In sum, we believe the Board's decision to be supported by substantial evidence. Accordingly, we ENFORCE the Board's order.

COHN, District Judge, dissenting.

The record does not support the conclusion that there is sufficient evidence that the wearing of the buttons did not interfere with maintenance of discipline and order in the workplace. Because participation in Flex II was voluntary, Mead found itself post-contract ratification with employees working side-by-side, doing the same job, but being paid differently. The button wearers were protesting the two-level pay scale and were accusing fellow workers of being "scabs." This was, in my view, the necessary special circumstance that allowed for the ban.

The Board's determination that there was no evidence that the slogans were likely to result in a loss of discipline makes one wonder what would have sufficed short of a physical confrontation. The record contains several photographs of obviously Flex-related and hostile graffiti which the administrative law judge and the Board noted, but did not address.1  In their decisions, each addressed only the photograph depicting graffiti that predated the Flex controversy and then concluded that Mead's evidence of vandalism consisted of "unsupported subjective impressions."

While there are limitations on an employer's right to restrict rights guaranteed workers by law, the employer should not have to wait until an incident occurs to take preventative measures.

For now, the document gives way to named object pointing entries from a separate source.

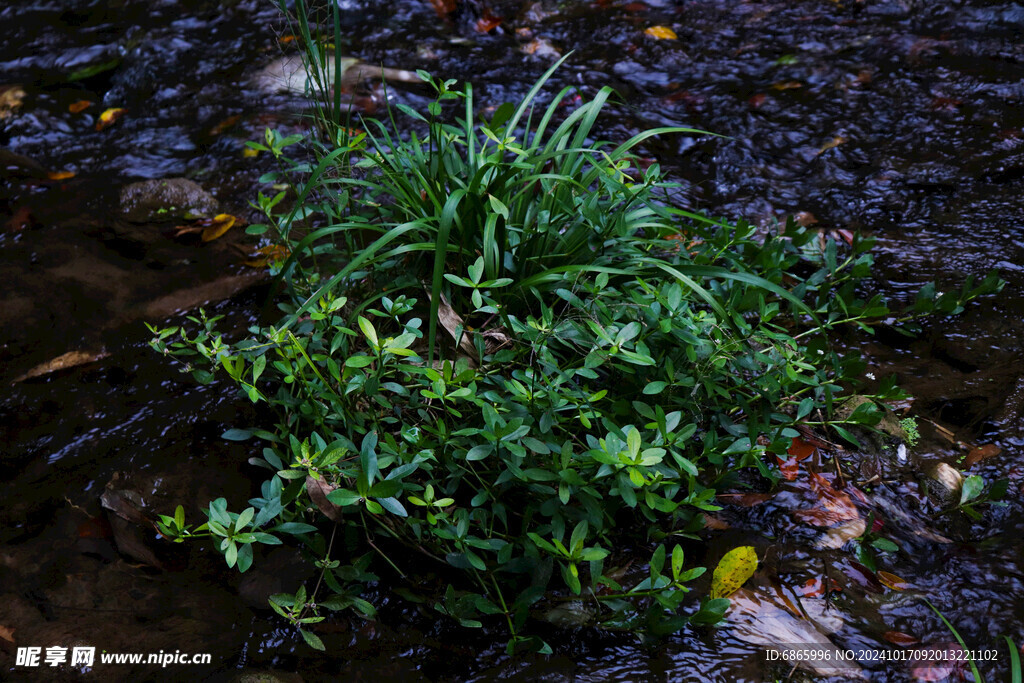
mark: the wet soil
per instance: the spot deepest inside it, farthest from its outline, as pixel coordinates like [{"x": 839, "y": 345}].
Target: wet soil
[{"x": 899, "y": 118}]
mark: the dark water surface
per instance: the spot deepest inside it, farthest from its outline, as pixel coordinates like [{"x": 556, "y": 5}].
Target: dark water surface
[{"x": 900, "y": 118}]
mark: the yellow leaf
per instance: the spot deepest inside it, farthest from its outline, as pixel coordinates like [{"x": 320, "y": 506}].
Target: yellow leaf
[
  {"x": 109, "y": 117},
  {"x": 220, "y": 224},
  {"x": 732, "y": 571},
  {"x": 662, "y": 33}
]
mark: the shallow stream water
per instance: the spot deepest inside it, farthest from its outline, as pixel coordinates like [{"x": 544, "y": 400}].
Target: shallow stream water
[{"x": 900, "y": 118}]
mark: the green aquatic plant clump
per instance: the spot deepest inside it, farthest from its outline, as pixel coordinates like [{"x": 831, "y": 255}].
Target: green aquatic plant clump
[{"x": 507, "y": 359}]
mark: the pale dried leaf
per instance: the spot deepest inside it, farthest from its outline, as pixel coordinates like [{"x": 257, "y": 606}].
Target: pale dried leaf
[{"x": 62, "y": 361}]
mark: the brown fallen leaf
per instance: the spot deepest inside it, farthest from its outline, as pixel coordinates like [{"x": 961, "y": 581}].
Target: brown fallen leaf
[
  {"x": 713, "y": 522},
  {"x": 20, "y": 219},
  {"x": 210, "y": 228},
  {"x": 269, "y": 255},
  {"x": 743, "y": 500},
  {"x": 443, "y": 7},
  {"x": 11, "y": 97},
  {"x": 662, "y": 33},
  {"x": 981, "y": 453},
  {"x": 901, "y": 639},
  {"x": 892, "y": 581},
  {"x": 110, "y": 117},
  {"x": 62, "y": 361},
  {"x": 487, "y": 23},
  {"x": 317, "y": 489},
  {"x": 834, "y": 142},
  {"x": 766, "y": 622},
  {"x": 838, "y": 537},
  {"x": 225, "y": 124}
]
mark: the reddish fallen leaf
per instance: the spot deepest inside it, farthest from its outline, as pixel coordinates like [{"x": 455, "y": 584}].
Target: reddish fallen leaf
[
  {"x": 210, "y": 228},
  {"x": 902, "y": 639},
  {"x": 862, "y": 577},
  {"x": 660, "y": 33},
  {"x": 443, "y": 7},
  {"x": 981, "y": 453},
  {"x": 924, "y": 668},
  {"x": 488, "y": 22},
  {"x": 787, "y": 468},
  {"x": 110, "y": 117},
  {"x": 11, "y": 97},
  {"x": 805, "y": 218},
  {"x": 64, "y": 361},
  {"x": 834, "y": 142},
  {"x": 835, "y": 501},
  {"x": 819, "y": 517},
  {"x": 743, "y": 500},
  {"x": 713, "y": 522},
  {"x": 225, "y": 124},
  {"x": 19, "y": 220},
  {"x": 273, "y": 254},
  {"x": 812, "y": 588},
  {"x": 892, "y": 581},
  {"x": 801, "y": 450}
]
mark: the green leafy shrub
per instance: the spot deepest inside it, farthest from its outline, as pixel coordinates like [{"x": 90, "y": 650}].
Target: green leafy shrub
[{"x": 609, "y": 360}]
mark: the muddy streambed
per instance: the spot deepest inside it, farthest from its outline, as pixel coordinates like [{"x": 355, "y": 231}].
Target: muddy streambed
[{"x": 900, "y": 118}]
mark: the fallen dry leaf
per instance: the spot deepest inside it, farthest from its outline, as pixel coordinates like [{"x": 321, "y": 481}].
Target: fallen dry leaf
[
  {"x": 317, "y": 491},
  {"x": 20, "y": 219},
  {"x": 487, "y": 23},
  {"x": 662, "y": 33},
  {"x": 270, "y": 255},
  {"x": 901, "y": 639},
  {"x": 713, "y": 522},
  {"x": 761, "y": 620},
  {"x": 743, "y": 500},
  {"x": 834, "y": 142},
  {"x": 981, "y": 453},
  {"x": 443, "y": 7},
  {"x": 11, "y": 97},
  {"x": 79, "y": 107},
  {"x": 110, "y": 117},
  {"x": 64, "y": 361},
  {"x": 892, "y": 581},
  {"x": 225, "y": 124}
]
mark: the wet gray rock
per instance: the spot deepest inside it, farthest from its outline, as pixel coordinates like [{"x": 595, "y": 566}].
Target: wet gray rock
[{"x": 169, "y": 199}]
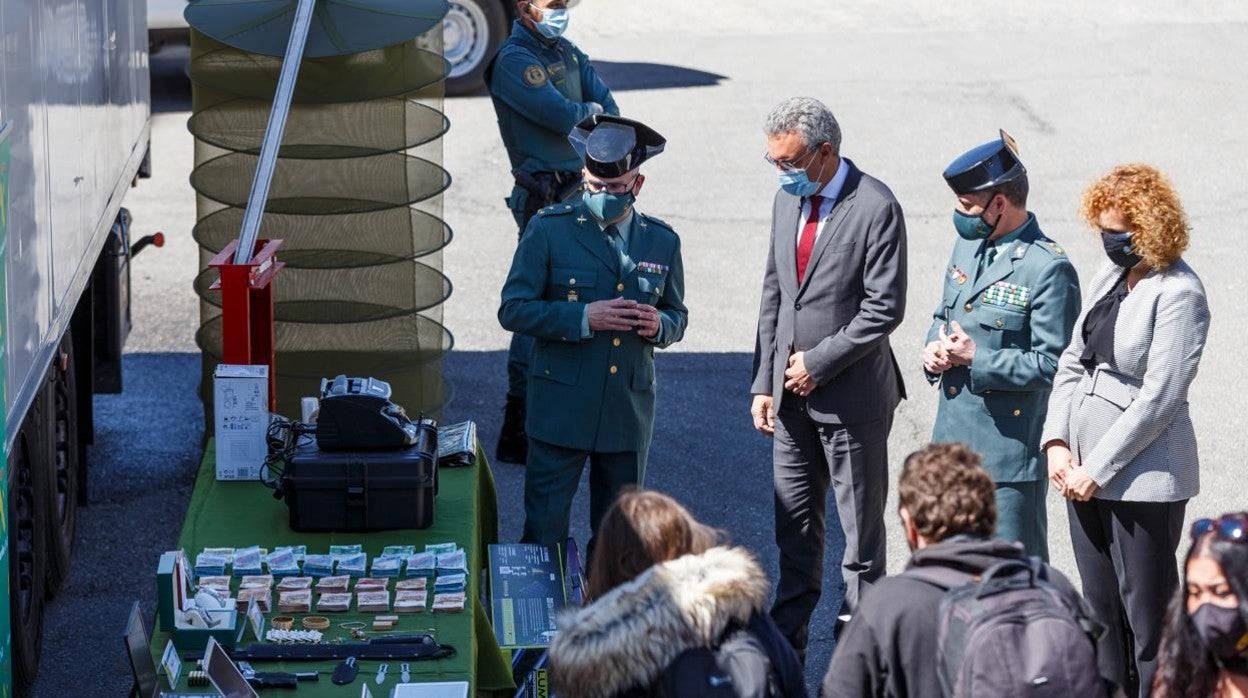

The employer here was doing no more than that.

 *

The Honorable Avern Cohn, United States District Judge for the Eastern District of Michigan, sitting by designation

 1

According to the administrative law judge:

"Two of the pictures show graffiti referring to the Flex II participants as "scabs" and making obscene remarks about them. Of the remaining four photographs, one shows graffiti referring to Flex II in an obscene manner, one refers to Flex II participants as "scabies," one asserts that the "Union" "makes the choice for you in Flex II," and the fourth, shows "scab" inscribed on the door of a locker. This locker is used by a supervisor. Also, when the picture was taken, the "scab" inscription had been on its door for approximately four years."